Lęk – bo skoro ma przekonanie o tym, że powinna być inna niż jest to boi się, że ludzie ją negatywnie ocenią, a następnie odrzucą.  Czasem również przeżywa złość na siebie – że jest tak bardzo nie taka jaką chciałaby być. A  czasem złości się na innych np. rodziców , którzy to nie zdołali wychować jej na ideał.

Osoby, o których mowa często przychodzą z myślami depresyjnymi, mówią o tym jak jest im ciężko gdy ich obraz siebie odbiega od tego wymarzonego. Czują się gorsze, słabsze, mniej zaradne niż inni.  Męczy ich to i źle się czują same ze sobą.

Bądź wystarczający…

Jak mawia Qczaj  „ukochoj się” 

Bądź dla siebie najlepszym przyjacielem. Nie dokarmiaj wewnętrznego krytyka.

Ludzie różnią się od siebie. Nie można być dobrym we wszystkim, a Ty na pewno masz wiele zasobów, umiejętności, które są super, które Ciebie wyróżniają i odróżniają od innych. Może pięknie malujesz, albo masz umiejętności organizacyjne, a może masz bardzo dobre serce i dużo w Tobie empatii dla innych. To nie istotne co Cię wyróżnia. Ważne jest to, że nie ma drugiej takiej samej osoby jak Ty. A zatem jesteś idealny – na swój osobisty sposób i tak doskonały jak tylko Ty potrafisz. A że nie sypiesz żartami na lewo i prawo i czasem zrobisz błąd ortograficzny …to co? Czy to mówi coś o Tobie?  Nie… Tylko tyle, że jesteś człowiekiem i masz prawo do błędów, potknięć, gorszych dni.

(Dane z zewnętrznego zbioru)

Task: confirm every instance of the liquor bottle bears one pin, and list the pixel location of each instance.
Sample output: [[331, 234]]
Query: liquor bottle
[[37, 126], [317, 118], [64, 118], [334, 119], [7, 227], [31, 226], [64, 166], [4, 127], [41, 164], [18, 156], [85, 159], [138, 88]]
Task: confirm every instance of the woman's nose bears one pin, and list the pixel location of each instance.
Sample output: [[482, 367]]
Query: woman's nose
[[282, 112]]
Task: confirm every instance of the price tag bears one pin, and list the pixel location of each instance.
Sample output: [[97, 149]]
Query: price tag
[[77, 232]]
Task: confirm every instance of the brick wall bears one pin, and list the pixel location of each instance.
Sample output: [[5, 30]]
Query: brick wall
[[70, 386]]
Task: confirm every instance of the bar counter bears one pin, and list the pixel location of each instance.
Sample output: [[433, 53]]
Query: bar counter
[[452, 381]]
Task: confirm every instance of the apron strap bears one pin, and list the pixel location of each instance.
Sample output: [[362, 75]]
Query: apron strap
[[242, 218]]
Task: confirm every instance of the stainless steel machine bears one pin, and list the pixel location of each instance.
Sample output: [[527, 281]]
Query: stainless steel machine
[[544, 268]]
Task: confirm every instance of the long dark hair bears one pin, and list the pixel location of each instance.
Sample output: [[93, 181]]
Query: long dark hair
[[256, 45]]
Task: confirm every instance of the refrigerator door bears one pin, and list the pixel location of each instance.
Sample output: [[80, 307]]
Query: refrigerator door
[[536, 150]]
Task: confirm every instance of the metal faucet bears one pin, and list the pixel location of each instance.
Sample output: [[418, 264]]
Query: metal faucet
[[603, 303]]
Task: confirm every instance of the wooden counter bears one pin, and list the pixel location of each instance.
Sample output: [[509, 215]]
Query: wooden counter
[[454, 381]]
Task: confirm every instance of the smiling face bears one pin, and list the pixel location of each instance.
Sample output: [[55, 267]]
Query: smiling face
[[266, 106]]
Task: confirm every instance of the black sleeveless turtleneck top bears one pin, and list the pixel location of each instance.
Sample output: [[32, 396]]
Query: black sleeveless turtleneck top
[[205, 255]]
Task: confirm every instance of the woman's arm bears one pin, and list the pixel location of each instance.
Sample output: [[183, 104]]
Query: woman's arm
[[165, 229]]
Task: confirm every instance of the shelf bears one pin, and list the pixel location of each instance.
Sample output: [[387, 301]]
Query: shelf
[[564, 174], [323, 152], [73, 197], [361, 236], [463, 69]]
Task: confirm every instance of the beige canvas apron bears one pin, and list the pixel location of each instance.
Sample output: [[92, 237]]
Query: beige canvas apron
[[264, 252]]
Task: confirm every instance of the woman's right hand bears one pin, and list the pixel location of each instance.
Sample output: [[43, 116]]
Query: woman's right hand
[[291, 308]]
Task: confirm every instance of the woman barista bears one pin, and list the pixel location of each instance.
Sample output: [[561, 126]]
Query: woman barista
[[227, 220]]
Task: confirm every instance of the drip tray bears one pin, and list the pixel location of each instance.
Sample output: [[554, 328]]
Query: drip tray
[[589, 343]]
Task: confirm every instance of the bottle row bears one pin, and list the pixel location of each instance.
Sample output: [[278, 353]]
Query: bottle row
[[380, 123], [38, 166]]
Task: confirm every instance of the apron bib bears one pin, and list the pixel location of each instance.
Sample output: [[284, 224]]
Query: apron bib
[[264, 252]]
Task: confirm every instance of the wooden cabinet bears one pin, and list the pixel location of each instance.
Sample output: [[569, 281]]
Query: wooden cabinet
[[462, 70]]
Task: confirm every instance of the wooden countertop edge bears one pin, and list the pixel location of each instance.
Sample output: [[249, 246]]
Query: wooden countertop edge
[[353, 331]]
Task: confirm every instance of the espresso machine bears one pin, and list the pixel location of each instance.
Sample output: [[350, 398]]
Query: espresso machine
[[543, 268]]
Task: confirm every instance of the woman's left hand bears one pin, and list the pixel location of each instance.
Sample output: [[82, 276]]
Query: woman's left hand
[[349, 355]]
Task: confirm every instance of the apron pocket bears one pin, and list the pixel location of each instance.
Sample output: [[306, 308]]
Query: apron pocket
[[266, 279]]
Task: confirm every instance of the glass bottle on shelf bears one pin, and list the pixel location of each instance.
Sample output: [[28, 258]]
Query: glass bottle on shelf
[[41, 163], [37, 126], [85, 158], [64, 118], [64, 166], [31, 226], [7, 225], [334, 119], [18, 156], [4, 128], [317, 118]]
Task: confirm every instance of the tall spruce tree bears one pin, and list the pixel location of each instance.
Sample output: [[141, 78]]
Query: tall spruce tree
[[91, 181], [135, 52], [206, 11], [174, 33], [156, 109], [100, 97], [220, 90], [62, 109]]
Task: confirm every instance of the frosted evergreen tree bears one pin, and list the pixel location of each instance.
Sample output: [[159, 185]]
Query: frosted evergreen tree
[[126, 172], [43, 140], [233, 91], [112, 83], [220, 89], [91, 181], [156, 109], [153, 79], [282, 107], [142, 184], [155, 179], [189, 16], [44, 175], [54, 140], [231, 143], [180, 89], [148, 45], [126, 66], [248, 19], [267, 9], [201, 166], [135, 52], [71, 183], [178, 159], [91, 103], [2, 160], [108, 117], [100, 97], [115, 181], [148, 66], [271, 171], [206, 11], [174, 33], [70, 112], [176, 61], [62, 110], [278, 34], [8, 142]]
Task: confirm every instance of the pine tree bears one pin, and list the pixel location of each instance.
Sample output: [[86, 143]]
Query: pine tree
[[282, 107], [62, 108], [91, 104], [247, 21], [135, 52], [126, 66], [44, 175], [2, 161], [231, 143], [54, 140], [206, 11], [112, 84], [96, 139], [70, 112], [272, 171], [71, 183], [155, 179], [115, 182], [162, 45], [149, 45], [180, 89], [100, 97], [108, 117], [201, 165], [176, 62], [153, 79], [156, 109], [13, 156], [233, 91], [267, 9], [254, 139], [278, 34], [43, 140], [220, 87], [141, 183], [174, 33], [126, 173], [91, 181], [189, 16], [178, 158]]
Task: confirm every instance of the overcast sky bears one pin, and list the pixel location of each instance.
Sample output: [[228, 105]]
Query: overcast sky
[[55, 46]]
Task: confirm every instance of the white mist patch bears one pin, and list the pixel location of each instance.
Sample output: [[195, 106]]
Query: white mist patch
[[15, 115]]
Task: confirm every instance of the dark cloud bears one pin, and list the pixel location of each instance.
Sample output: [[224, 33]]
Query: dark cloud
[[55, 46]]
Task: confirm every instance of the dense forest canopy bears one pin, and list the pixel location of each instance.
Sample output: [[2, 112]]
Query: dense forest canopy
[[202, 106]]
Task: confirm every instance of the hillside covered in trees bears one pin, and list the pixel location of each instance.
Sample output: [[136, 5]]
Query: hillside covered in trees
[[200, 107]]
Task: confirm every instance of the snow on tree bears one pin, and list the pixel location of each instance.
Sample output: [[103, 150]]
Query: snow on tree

Nie chodzi o to aby osiąść na laurach i stwierdzić „jestem jaki jestem i już”. Wyznaczaj sobie cele, ale takie, które są możliwe do spełnienia przez Ciebie. Pracuj nad zachowaniami, które Ci nie pomagają, nie służą Ci. Nie zerkaj wciąż na innych „lepszych”. To, że oni wg Ciebie są w czymś lepsi, nie oznacza automatycznie tego, że Ty jesteś gorszy. Jesteście po prostu inni. Pamiętaj o tym.

Masz zapewne wokół siebie ludzi (nawet jeśli jest ich mała garstka), które są przy Tobie bo widzą wszystko to, co Tobie umyka. Wszystkie te dobre rzeczy, które są Twoim udziałem.

Oczywiście praca nad zmianą sposobu widzenia siebie, innych i świata jest często długa i mozolna. Nie jest łatwo zmienić sposobu myślenia, na który pracowaliśmy prze całą długość naszego życia, ale można i warto to zrobić.